Are You Paying By Phone Or Cash?
Everyone knows that cash payments have dropped significantly since cards arrived. However, banking apps in smartphones are edging out even cards, with money becoming completely digital since the arrival of mobile computing. As more Australians use pay-by-phone, the data demands on Australian telcos is increasing – a whopping 180-fold increase has already taken place since 2008. With 47% millennials adopting mobile pay technology, the way future generations comprehend money is changing too.
How does Pay-By-Phone Work?
I will briefly explain this technology for the many Australians who are still old-fashioned when it comes to personal finances. If you are not aware of the latest money trends, you just might lose out. Most banks today, at least the big four, have their mobile banking and mobile payment apps. You link your credit cards and debit cards to the app by logging into your bank account. Then, whenever you need to make a payment, you open the app, select the card you want to pay with and tap your phone to the card machine. The phone uses RFID technology to communicate with the bank and your payment is processed digitally. What this saves you from, is the hassle of carrying your wallet everywhere. Everyone knows that it is easier today to forget your wallet than your phone!
A 2016 Survey By Reserve Bank Of Australia indicates that the percentage of cash payments fell from 69 to 37 in the last decade. At the same time, credit card payments increased from 26% to 52% in the same period. It is these card payments that are increasingly being made by phone today.
Who still uses cash?
Although electronic payment methods have become more popular, some members of the community make a substantial share of their payments in cash, including older Australians and lower-income households. While these demographic groups have not, on average, adopted electronic payments as quickly as the general population, they are nonetheless using cash for a smaller share of transactions than in the past. Older Australians, for example, are using electronic payment methods more frequently, as indicated by the ongoing decline in the share of payments made in cash by people aged 65 and over – from 78 per cent in the 2007 survey to 51 per cent in 2016.
In general cash payments seem to preferred in situations where:
- Merchants do not accept alternative payment methods or have minimum spend requirements.
- There is a desire to avoid card surcharges.
- There is a discount for cash use.
- Customers prefer using cash in small transactions.
- There is a preference for using cash as a budgeting tool.

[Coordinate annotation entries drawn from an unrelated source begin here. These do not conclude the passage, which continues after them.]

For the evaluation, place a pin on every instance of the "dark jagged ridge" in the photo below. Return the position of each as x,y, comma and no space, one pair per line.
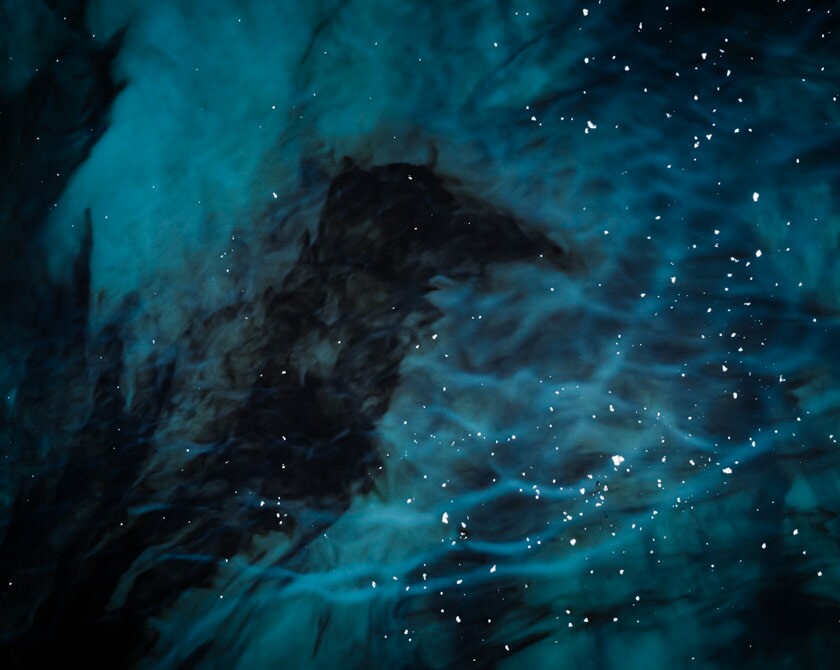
319,372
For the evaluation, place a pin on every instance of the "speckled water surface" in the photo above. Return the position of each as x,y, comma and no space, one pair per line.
366,334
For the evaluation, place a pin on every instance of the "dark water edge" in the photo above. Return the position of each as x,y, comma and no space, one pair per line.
357,334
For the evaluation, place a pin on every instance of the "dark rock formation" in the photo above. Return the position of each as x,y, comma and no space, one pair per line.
312,378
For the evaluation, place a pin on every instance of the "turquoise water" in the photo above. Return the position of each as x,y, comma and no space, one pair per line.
419,335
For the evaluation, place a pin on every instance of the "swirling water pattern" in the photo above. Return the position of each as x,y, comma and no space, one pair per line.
587,417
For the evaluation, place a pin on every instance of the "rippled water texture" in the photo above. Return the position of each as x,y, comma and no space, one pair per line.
378,334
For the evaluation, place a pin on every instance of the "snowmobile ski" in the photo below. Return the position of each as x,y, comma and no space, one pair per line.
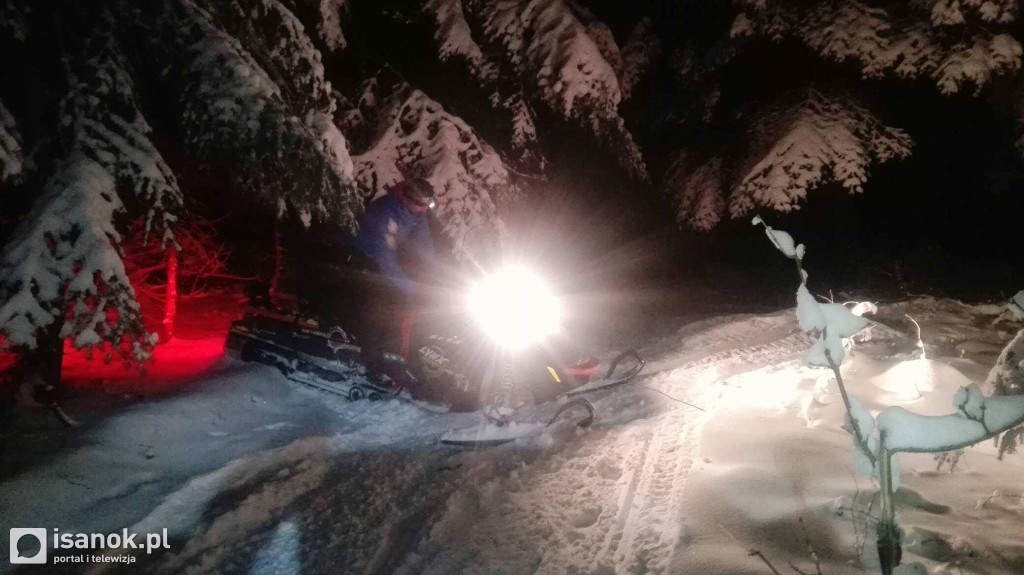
498,433
607,382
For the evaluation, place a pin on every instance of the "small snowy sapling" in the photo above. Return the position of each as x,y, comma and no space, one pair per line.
895,430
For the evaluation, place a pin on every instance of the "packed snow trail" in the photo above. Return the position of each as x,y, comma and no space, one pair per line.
653,486
383,497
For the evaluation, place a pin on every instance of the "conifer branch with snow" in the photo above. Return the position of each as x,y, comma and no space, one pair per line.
797,146
416,136
232,106
927,38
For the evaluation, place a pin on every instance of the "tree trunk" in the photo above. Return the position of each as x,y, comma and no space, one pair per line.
890,551
42,382
171,299
279,259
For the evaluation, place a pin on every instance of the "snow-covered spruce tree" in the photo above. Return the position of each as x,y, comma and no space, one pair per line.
557,58
796,146
60,273
252,90
550,52
878,440
456,43
415,136
956,44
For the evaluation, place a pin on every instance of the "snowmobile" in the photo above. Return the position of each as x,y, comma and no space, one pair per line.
500,354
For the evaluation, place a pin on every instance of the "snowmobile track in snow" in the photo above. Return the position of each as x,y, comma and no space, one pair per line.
620,487
649,527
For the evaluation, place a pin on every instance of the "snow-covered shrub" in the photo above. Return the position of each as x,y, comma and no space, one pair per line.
416,136
878,440
1007,379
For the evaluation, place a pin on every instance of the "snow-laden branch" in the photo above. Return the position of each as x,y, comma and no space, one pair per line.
238,103
418,137
796,146
942,44
556,55
977,418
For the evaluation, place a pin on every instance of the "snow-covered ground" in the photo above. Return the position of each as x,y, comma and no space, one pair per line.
251,474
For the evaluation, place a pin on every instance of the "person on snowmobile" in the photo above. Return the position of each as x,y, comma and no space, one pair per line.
381,295
397,220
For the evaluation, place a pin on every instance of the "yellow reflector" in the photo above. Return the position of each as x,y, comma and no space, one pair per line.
554,374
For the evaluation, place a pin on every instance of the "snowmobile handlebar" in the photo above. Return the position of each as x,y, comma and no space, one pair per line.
633,371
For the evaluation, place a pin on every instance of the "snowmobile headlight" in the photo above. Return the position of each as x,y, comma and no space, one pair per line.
515,308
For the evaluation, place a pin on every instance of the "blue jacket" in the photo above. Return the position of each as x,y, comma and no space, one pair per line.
386,225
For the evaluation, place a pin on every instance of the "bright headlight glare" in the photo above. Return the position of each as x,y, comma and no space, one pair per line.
515,308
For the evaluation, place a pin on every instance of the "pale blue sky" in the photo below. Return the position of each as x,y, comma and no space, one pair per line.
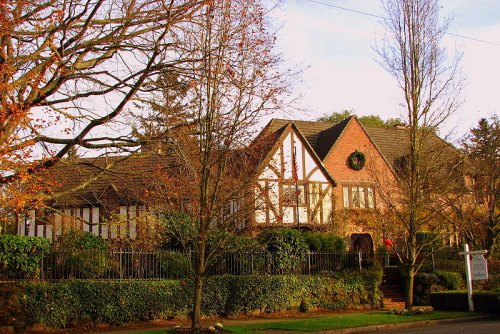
336,48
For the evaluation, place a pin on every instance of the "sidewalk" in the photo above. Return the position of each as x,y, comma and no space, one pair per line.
234,322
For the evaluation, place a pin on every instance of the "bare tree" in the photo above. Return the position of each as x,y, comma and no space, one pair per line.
430,85
68,69
482,150
237,81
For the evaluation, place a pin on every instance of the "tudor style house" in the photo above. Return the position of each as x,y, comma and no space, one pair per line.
312,175
292,187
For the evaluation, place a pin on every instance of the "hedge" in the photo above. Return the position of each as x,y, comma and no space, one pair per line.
485,301
116,302
425,283
20,255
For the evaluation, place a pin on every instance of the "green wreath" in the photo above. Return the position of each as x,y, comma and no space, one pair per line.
357,160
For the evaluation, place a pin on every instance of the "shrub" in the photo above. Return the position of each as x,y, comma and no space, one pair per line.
429,240
81,255
287,247
449,280
20,255
118,302
321,242
176,264
426,283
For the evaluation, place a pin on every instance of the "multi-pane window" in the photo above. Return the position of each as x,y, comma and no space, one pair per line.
294,195
362,197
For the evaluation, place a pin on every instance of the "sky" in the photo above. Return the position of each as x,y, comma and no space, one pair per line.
335,48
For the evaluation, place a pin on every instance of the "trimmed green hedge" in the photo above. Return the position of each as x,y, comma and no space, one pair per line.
425,283
485,301
117,302
20,255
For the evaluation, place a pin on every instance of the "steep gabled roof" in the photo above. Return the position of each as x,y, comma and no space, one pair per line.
394,144
126,182
321,136
276,131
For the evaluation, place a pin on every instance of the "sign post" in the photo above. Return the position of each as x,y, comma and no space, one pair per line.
478,270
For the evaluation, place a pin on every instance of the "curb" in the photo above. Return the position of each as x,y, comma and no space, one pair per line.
415,324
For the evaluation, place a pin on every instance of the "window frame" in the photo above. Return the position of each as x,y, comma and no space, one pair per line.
353,192
289,197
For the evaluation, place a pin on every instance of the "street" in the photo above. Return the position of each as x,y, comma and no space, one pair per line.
488,326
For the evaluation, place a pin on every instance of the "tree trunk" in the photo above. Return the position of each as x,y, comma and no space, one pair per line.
198,285
410,279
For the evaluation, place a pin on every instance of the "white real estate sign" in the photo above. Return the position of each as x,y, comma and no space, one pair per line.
479,267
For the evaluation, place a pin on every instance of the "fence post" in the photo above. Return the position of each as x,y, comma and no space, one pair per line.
251,261
432,259
309,263
120,260
360,255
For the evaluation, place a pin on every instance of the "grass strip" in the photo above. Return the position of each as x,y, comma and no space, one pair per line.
350,320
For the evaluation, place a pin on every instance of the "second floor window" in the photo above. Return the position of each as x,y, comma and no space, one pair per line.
293,195
362,197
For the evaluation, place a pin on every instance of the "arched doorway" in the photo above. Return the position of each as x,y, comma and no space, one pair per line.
362,242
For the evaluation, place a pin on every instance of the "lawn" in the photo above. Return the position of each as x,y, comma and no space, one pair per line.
348,320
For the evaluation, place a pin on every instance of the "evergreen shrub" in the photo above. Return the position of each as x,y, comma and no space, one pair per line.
116,302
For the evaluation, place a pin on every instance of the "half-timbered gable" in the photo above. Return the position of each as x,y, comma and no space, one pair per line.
292,186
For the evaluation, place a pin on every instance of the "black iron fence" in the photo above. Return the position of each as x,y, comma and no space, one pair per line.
127,264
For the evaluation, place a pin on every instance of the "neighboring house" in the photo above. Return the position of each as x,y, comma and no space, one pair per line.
90,196
310,175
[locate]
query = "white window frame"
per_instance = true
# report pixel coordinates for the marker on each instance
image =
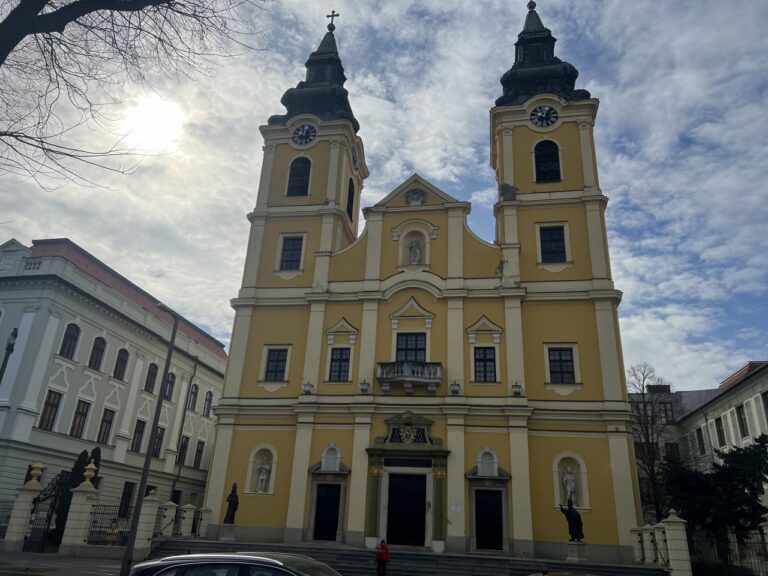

- There are fraud or privacy concerns
How are card payments made?
Cards are now the most commonly used payment method for all but the lowest-value transactions (i.e. those of $10 or less). As a result, the median transaction value for cards has dropped to $28. Between 2013 and 2016, growth in the relative use of cards was strongest for lower-value transactions, with consumers increasingly using debit (and to a lesser extent credit) cards for payments of $20 or less.
The use of cards for lower-value payments has been facilitated by the rapid adoption of contactless functionality by consumers and merchants in recent years. Around one-third of all point-of-sale transactions were conducted using contactless cards in 2016, which is 3½ times the share reported by participants in the 2013 survey. As Pay wave becomes more popular, mobile phone app usage is also bound to increase.
The 2016 RBA survey provided some preliminary insights into the use of mobile devices to make card payments at the point of sale (mobile payments). These payments, as mentioned before, are made by tapping or waving a smartphone or other mobile device in front of a card terminal rather than using a physical (plastic) card. Mobile payments, then, accounted for only around 1 per cent of the number of point-of-sale transactions over the week of the survey. This was around 2 per cent of in-person card payments. The users of mobile payments were spread across a range of age groups and tended to have above-average incomes.
The ability to make mobile payments – whether provided via third-party mobile wallets or banks’ proprietary banking applications – was a relatively new feature of the payments landscape in 2016. Today, it is available across all payment schemes and card issuers. Telstra conducted a Nielson survey that found that 31 percent, are now using phones to pay for goods and services in store. Telstra’s research shows smartphone connectivity has become ubiquitous across most of the population and around the clock with almost 8 in ten smartphone users accessing the internet on a daily basis via their smartphone – up from 53 per cent in 2010. These data trends clearly indicate the increasing adoption of phone payments over cash.
Online payment landscape
The recent increase in the frequency of card use relative to other payment methods was almost entirely because cards were used more often for in-person payments. Card use for online payments barely increased as a share of total payments in the 2016 survey, and banking and Paypal transactions dominate the online money landscape. Visa, MasterCard, American Express, PayPal, POLi and BPAY are the popular online payment methods in Australia.
With cryptocurrency, this landscape is rapidly changing too. Bitcoin is the world’s best-known cryptocurrency, which uses peer-to-peer technology to operate with no central authority or banks. Bitcoin is open-source, its design is public,nobody owns or controls Bitcoin and everyone can participate. Thus, managing transactions and the issuing of bitcoins is carried out collectively by the network.
As Bitcoin is a secure, fast and convenient method of payment, its popularity is only increasing. Perhaps the future is not far, when the entire world will use bitcoins on their mobile devices and cash and cards will be history.